While that conflict seems intractable, I think the real concern is that the problem(s) folks were trying to solve were never clearly articulated. The use cases that are thrown around in those arguments (and many issues and email threads end up right back at the same arguments) are muddled or hypothetical, leading much of the argument to be about asserting that JSON Schema users shouldn’t even want these features.
I believe that there are several clear use cases, some of which are undesirable, and some of which are desirable. Sorting those out allows us to take a fresh approach to the problem area and to potential solutions.
I apologize for the length of this email- I have done my best to break it up, but this is, as far as I can tell, the most controversial and complicated area of discussion and it is not easily addressed. With that in mind….
——————
Here are the use cases that I see:
1. I want to prevent other schema authors from extending this object schema with additional properties.
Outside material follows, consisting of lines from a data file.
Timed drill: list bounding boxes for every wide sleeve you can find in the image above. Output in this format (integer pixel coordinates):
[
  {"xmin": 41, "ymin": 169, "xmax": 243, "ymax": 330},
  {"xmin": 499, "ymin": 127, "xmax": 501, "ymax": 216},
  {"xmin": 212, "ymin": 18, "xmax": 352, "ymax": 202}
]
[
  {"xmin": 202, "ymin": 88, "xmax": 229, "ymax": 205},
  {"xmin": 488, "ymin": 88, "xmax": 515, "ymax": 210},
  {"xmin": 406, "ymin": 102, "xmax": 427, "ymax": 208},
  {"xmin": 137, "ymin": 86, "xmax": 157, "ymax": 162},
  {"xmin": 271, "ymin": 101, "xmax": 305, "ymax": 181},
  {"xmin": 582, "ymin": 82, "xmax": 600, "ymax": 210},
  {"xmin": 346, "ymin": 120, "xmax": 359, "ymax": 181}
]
2. I want to strictly validate the set of property names in any instance of this object schema
3. I want to extend a schema by adding more properties to an object schema
3a. Neither the base nor the derived schema need to set additionalProperties: false
3b. The desired “base” has additionalProperties: false as the result of either of the above use cases.
4. I want to extend a schema by further tightening its restrictions
4a. I want to do things like make more fields required, add or tighten min/max constraints, or otherwise layer on schema features that validate correctly independently
4b. I want to take a schema that allows additionalProperties and disallow them
5. I want extend a base schema and override aspects of its validation, e.g. by replacing the schema for a particular object member with a totally different one.
6. I want to customize the annotations of this re-usable schema (of any type) at each point of use
——————
#1, 2, 3a, and 4a are each handled just fine on their own by additionalProperties (1, 2) or allOf (3a, 4a). While some argue that #2 should not be valid, many have articulated clear situations where fail-fast is more valuable than flexibility.
#3b and 4b are not handled, and we’ll come back to them.
#5 is arguably invalid. The correct solution is to refactor the schemas into a common shared base plus two divergent derived schemas, reducing the problem to use case 3 and/or 4.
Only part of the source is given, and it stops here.